Abaixo-Assinado (#61721):
Nós, empregados da Conab, abaixo-assinados, manifestamos nosso veemente repúdio ao conteúdo do ofício encaminhado à Direção da Conab pelas entidades ASNAB, FENADSEF e FISENGE, que solicitam a criação de uma nova comissão paritária para tratar dos estudos relativos à reformulação do Plano de Cargos, Carreiras e Salários de 2009 (PCCS 2009).
A proposta apresentada por essas entidades, além de desnecessária, representa uma afronta direta à legitimidade, ao caráter e ao comprometimento dos membros do atual Grupo de Trabalho constituído pela empresa, que vem atuando de forma transparente, técnica e comprometida com os interesses do corpo funcional. Em especial, prestamos nosso total apoio e solidariedade aos três membros do grupo diretamente atacados de forma implícita por este ofício: os dois diretores estaduais da ASNAB (DF e MT), Júlia Liscio e Thiago Vidal, e o representante sindical que também atua no Fórum de Relações do Trabalho e foi democraticamente eleito em primeiro turno como conselheiro dos empregados no CONSAD, Antônio Matheus.
A tentativa de deslegitimar este grupo ignora o fato de que os atuais integrantes foram designados com base em critérios objetivos e representatividade real, e vêm sendo acompanhados por grande parte dos colegas do PCCS 2009, que reconhecem e confiam no trabalho que está sendo desenvolvido.
Causa-nos especial indignação que a ASNAB, uma entidade que perdeu grande parte da credibilidade junto aos empregados por ter barrado um reajuste de 32% previsto para o PCCS 2009 em 2015, pretenda agora se colocar como defensora dos interesses desses mesmos colegas. Esse episódio, cuja lembrança ainda causa revolta entre muitos, e que jamais contou com um mea-culpa, contribuiu decisivamente para o enfraquecimento da ASNAB, que hoje sofre para manter e atrair associados, e encontra-se em processo visível de esvaziamento.
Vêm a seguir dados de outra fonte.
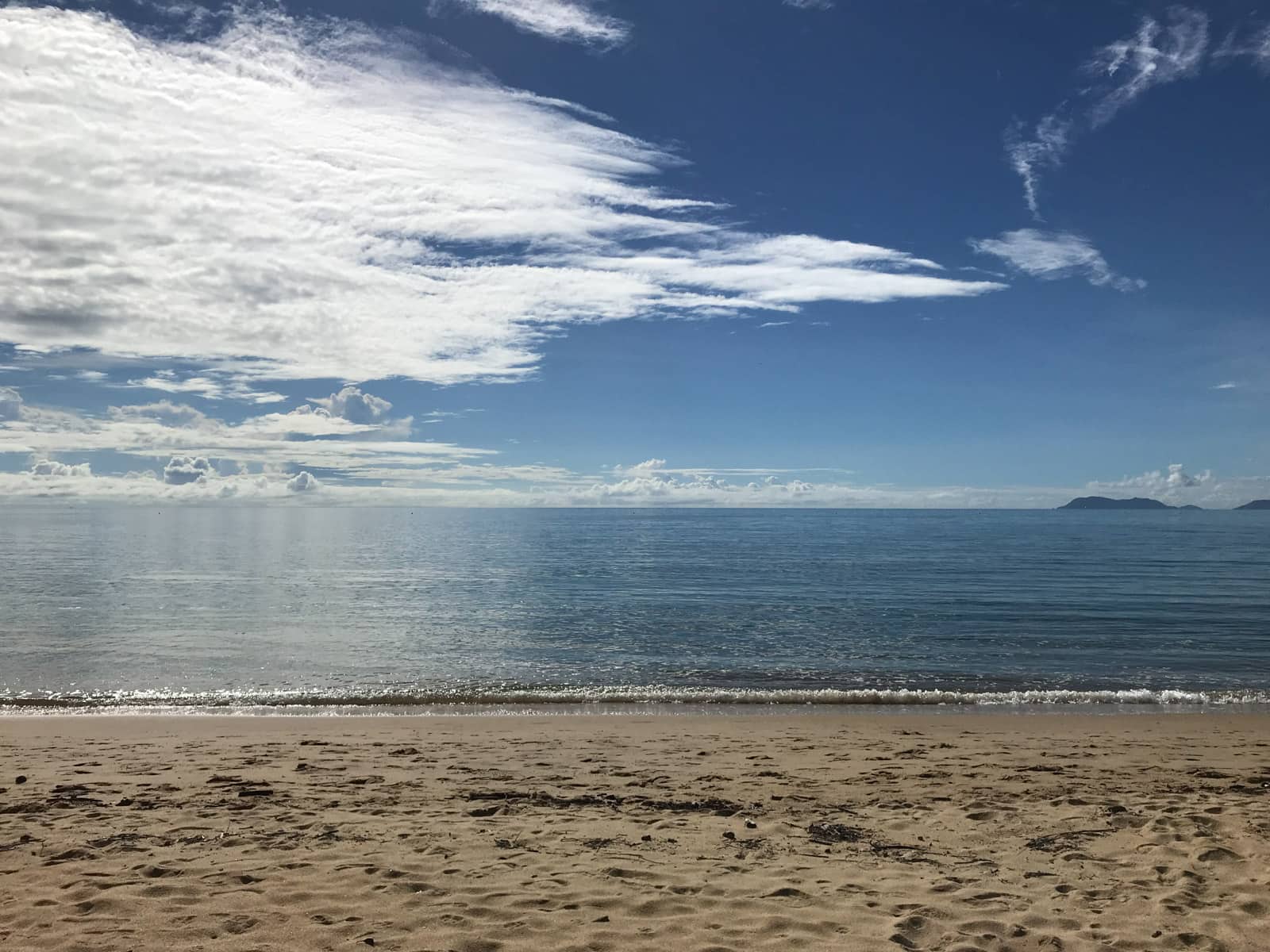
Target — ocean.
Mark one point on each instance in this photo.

Quanto às entidades sindicais mencionadas no ofício (FENADSEF e FISENGE), registramos que no último Acordo Coletivo de Trabalho, diversas falhas acabaram por expor os trabalhadores a perdas e riscos, gerando um movimento espontâneo e crescente de boicote à contribuição sindical obrigatória por parte dos empregados, como forma legítima de resposta e cobrança.
Enxergamos neste novo movimento das entidades uma tentativa de repetir o mesmo tipo de golpe aplicado em 2015, travando avanços para o PCCS 2009, possivelmente com a indicação de colegas enquadrados no PCS 1991 que não possuem real interesse na melhoria das condições do plano que não os contempla, em que pese o fato da migração ser prevista em norma até hoje para eles. Tal prática já é observada, infelizmente, em outras instâncias, como na Comissão Paritária do SAS, paralisada há dois anos em prejuízo principalmente dos colegas das superintendências regionais com menor quantitativo de pessoal e unidades armazenadoras do interior — que continuam sem alternativa de qualidade em saúde e tampouco ressarcimento para contratação de plano privado.
Diante desse histórico e da evidente tentativa de obstrução das melhorias pleiteadas por quem está há anos em desvantagem salarial, rejeitamos integralmente o teor e os objetivos do ofício em questão, reafirmamos nossa confiança e apoio aos atuais membros do Grupo de Trabalho do PCCS 2009 e exigimos que os estudos sigam seu curso sem interferências políticas ou interesses alheios à maioria dos empregados do plano.
Seguiremos vigilantes e mobilizados para garantir que a revisão do PCCS 2009 finalmente ocorra de maneira justa, técnica, transparente e efetiva — como tem sido até aqui com os atuais representantes.